Al día siguiente casi se trompea con Torandel por el color de la remera que debía ponerse. Otro vendedor lo paró y le hizo ver que podía ser una provocación para "hacerlo meter en cana". Agarró sus cosas y se fue. Dos días después, en su casa de Buenos Aires, recibió la segunda amenaza: "Tené cuidado con tu familia". El lunes 18 de enero le relató su peripecia a Darío Schvarzstein, un eficaz colaborador de esta investigación.
Un año antes, dos enviados muy especiales de la revista
Noticias
habían cubierto la inauguración del Arapacis: Gabriel Michi y José Luis Cabezas. Y fue precisamente en esa oportunidad, cuando Abruzzese destapó, con singular locuacidad, que el principal inversionista era Yabrán.

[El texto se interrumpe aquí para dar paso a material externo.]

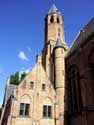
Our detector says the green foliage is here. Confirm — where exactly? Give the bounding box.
[21,72,26,81]
[10,72,20,85]
[10,72,26,85]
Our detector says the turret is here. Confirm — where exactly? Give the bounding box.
[45,4,65,44]
[42,4,67,83]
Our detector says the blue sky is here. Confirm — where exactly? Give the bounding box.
[0,0,94,105]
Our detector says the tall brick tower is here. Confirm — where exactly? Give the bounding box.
[43,4,67,83]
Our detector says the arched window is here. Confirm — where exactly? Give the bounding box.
[89,49,94,80]
[50,16,54,23]
[58,28,60,36]
[43,98,52,118]
[57,17,60,23]
[68,65,82,113]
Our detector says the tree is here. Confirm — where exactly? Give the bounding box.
[10,72,26,85]
[21,72,26,81]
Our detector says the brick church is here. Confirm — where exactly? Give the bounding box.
[1,4,94,125]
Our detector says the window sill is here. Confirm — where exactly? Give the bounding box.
[18,115,31,118]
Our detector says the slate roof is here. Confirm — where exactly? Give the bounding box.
[48,4,60,14]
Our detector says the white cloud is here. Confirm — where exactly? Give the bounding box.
[27,47,31,52]
[18,51,29,61]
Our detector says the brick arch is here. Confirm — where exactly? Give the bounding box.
[67,64,82,113]
[43,97,53,105]
[20,94,31,103]
[67,64,80,76]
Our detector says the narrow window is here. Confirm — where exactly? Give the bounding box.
[43,105,47,117]
[48,106,51,117]
[43,105,52,118]
[19,103,30,116]
[42,84,46,90]
[58,28,60,36]
[30,81,34,89]
[50,16,54,23]
[57,17,60,23]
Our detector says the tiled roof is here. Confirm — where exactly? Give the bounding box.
[48,4,60,14]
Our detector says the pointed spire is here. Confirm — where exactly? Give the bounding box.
[48,4,60,14]
[55,39,63,47]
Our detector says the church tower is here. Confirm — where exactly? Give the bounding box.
[43,4,67,83]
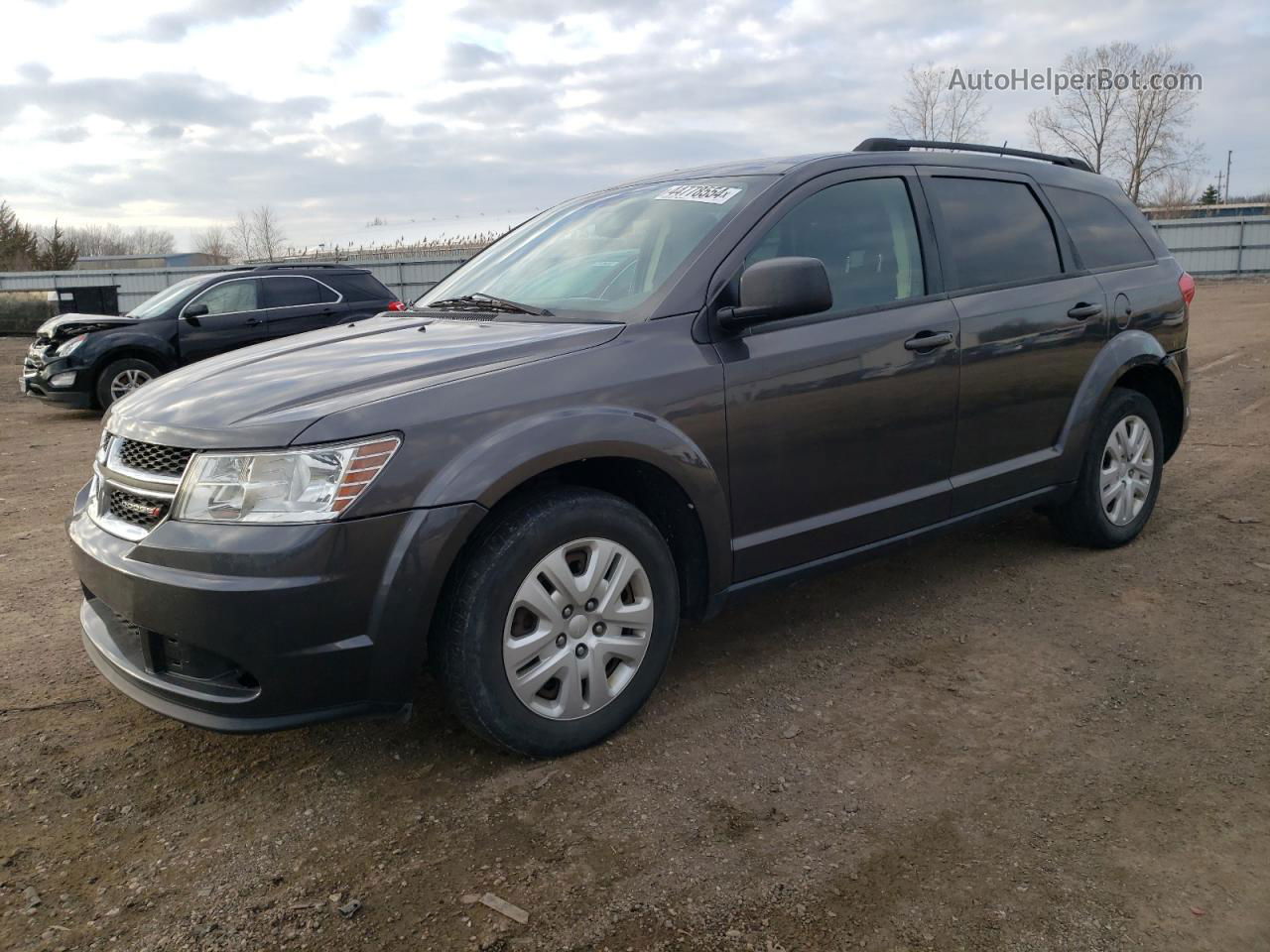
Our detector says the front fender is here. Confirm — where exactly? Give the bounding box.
[416,407,731,591]
[85,331,178,372]
[1058,330,1184,482]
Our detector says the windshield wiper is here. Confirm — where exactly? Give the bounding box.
[427,292,554,317]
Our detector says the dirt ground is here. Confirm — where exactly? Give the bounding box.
[0,283,1270,952]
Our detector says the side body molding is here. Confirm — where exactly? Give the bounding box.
[416,407,731,593]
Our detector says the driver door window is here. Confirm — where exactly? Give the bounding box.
[745,178,926,312]
[191,280,260,314]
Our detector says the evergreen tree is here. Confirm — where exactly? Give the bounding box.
[36,219,78,272]
[0,200,40,272]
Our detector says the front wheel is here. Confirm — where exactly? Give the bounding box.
[436,489,680,757]
[96,357,159,410]
[1053,387,1165,548]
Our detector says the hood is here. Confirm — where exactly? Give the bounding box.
[105,312,623,449]
[36,313,137,340]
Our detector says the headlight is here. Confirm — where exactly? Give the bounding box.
[58,334,87,357]
[172,436,401,522]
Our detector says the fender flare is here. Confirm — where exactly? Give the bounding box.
[92,332,181,377]
[1058,330,1184,481]
[416,407,731,593]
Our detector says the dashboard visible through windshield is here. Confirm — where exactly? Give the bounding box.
[414,177,771,322]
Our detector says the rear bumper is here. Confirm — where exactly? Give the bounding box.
[67,491,482,733]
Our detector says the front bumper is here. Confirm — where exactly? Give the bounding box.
[18,345,94,410]
[67,479,484,733]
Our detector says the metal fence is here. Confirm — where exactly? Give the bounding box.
[0,216,1270,324]
[0,255,470,313]
[1151,214,1270,277]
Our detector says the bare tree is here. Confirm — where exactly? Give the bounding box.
[251,204,287,262]
[890,63,988,142]
[1117,46,1203,202]
[1028,44,1140,173]
[228,210,255,262]
[194,225,234,264]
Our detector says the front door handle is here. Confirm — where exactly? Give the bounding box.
[1067,300,1102,321]
[904,330,952,350]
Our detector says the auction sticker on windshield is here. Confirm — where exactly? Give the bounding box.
[658,185,740,204]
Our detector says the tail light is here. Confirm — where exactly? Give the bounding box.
[1178,272,1195,304]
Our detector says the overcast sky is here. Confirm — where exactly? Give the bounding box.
[0,0,1270,246]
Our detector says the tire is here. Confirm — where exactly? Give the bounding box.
[433,489,681,757]
[96,357,160,410]
[1051,387,1165,548]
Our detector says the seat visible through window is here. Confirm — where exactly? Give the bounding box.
[745,178,926,311]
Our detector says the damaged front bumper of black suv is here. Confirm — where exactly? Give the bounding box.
[67,459,480,733]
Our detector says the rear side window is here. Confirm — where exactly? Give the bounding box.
[925,177,1063,291]
[1045,186,1156,268]
[326,273,396,300]
[264,277,321,307]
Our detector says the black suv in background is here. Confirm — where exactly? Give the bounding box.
[19,264,404,409]
[68,140,1195,756]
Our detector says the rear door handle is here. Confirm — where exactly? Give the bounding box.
[904,330,952,350]
[1067,300,1102,321]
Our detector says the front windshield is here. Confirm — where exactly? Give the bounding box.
[414,177,771,321]
[127,274,207,318]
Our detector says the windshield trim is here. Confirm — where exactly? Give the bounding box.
[410,174,781,323]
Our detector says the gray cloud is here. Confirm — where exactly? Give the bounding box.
[0,0,1270,246]
[44,126,87,144]
[445,42,509,75]
[335,3,396,56]
[0,73,329,128]
[122,0,291,44]
[18,62,54,82]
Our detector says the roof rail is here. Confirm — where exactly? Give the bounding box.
[853,139,1093,172]
[251,262,348,272]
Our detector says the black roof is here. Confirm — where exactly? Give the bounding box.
[625,139,1119,191]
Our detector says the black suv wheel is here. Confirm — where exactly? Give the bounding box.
[436,490,680,757]
[96,357,159,410]
[1053,387,1165,548]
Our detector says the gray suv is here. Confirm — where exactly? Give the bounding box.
[68,140,1194,756]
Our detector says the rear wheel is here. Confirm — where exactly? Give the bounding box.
[96,357,159,410]
[437,490,680,757]
[1053,387,1163,548]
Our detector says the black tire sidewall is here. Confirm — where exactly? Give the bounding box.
[442,490,680,757]
[1079,389,1165,547]
[95,357,159,410]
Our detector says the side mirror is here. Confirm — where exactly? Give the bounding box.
[718,258,833,330]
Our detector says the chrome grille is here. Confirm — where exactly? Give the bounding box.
[119,439,194,476]
[89,432,187,542]
[107,486,172,531]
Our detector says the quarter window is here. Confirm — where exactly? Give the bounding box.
[1045,187,1156,268]
[190,278,260,313]
[925,177,1063,291]
[264,277,321,307]
[745,178,926,311]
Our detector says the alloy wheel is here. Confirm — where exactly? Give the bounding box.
[503,538,654,721]
[110,367,153,400]
[1098,416,1156,526]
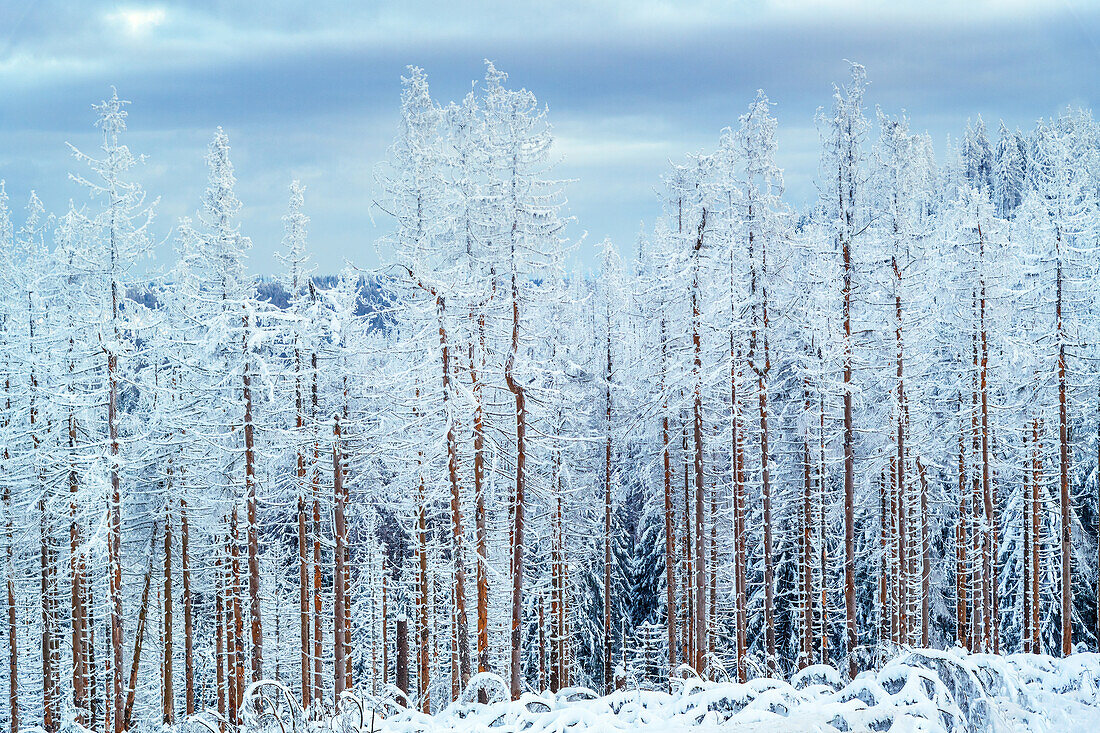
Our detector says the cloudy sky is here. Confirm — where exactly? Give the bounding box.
[0,0,1100,273]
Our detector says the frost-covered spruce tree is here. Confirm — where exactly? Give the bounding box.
[818,64,869,677]
[484,63,564,698]
[70,94,155,733]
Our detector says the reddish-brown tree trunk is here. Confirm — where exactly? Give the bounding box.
[604,303,614,692]
[332,415,348,701]
[691,207,708,674]
[122,522,157,730]
[1055,248,1074,657]
[241,314,264,682]
[840,203,859,678]
[504,244,527,700]
[161,499,176,725]
[179,500,195,716]
[660,316,673,677]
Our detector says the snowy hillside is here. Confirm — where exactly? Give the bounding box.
[202,649,1100,733]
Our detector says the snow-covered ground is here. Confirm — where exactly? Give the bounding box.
[218,649,1100,733]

Cabezas ignoraba, por supuesto, que ya estaba en marcha el complot para asesinarlo. No por él mismo, ni por lo que presuntamente estaba investigando, sino como parte de un plan frío, inhumano, perverso, nacido de una contradicción en las simas del poder oculto, de una delimitación clara de territorios y ganancias, que lo había elegido a él como víctima propiciatoria.
José Luis Cabezas no era ni un héroe mitológico ni el sórdido extorsionador que intentó fabricar la Bonaerense en los primeros tiempos de la investigación, con la dócil aquiescencia del juez de Dolores José Luis Macchi. Era un producto de su tiempo, de su país y de su generación, ésa que navega entre los treinta y los cuarenta, que vivió en dictadura la adolescencia y estuvo preservada y a la vez privada del compromiso y la pasión por cambiar el mundo que motorizó la oleada de los setenta. Un reportero condenado por su mirada irónica y sagaz a un prematuro escepticismo, que contrarrestaba con una vitalidad que lo hacía maravillarse a cada rato ante las cosas
es-pec-ta-cu-lares
de la vida y, sobre todo, con el cogollo protector de la familia y los amigos, a los que profesaba una adhesión sin fisuras. Amaba a su segunda mujer, María Cristina Robledo, y a sus tres hijos, Agustina y Juan, del primer matrimonio, y la pequeña Candela, nacida en agosto de 1996. A los tres sobreprotegía hasta el delirio.
Según Carla Castelo, una de sus compañeras de
Noticias
en aquella época: "Era frontal y terco. Siempre tenía respuesta para todo. A veces era intolerante. Era cabrón. Con esa altanería juguetona de quien se cree el mejor pero tiene que decirlo para estar seguro. A veces era un padre mandón. Otras, ingenuo como un chico. Cuando nadie lo miraba imitaba a Serrat, a Sandro, a Favio. Tenía como una urgencia por vivir. 'Soy feliz", decía cada tanto. Soñaba con llegar a Francia al Mundial '98. Era ingenioso. Casi ecologista, cuidaba su ficus como si fuese un tesoro. Le gustaba Lito Vitale, Memphis 'La Blusera'. Era fanático de Osvaldo Soriano y de Julio Cortázar. Tenía una colección de películas de Hitchcock y un Ford Escort que cuidaba como si fuese un hijo". Sus señas particulares visibles eran la barba rala, como de mal afeitado, una sonrisa candorosamente sobradora y ojos muy azules. Como muchos periodistas, adolecía de ese espejismo que suele crear la cercanía profesional con la riqueza y el poder: le gustaba jugar al fútbol con el gobernador Duhalde, le divertían las fiestas en lo de Eduardo Menem y, más aún, el clásico de los veranos pinamarenses: el cumpleaños de Oscar Andreani. "Tenía una gran curiosidad por todo", recuerda su compañero de equipo Gabriel Michi, pero distaba mucho de ser un investigador acucioso de la miseria moral de los que tienen más poder, como lo fue Rodolfo Walsh. Lo que descartaría que hubiera realizado, por las suyas, una serie de fotos sobre ciertos misteriosos depósitos donde se guardaba droga, como alguien especularía más tarde. Y acaso fuera esa condición de "hombre normal", alejado a priori de la pira sacrificial, la que sacudió como un viento negro las conciencias y provocó una reacción de espanto e indignación en la sociedad ante el horrendo final que le organizaron los mariscales de la tiniebla. Un crimen fríamente planeado y ejecutado, que encierra varios metamensajes a la vez y poco tiene que ver con los presuntos desbordes y torpezas de lúmpenes y buchones que enmarañaron las cincuenta mil fojas del expediente hasta tornarlo inextricable.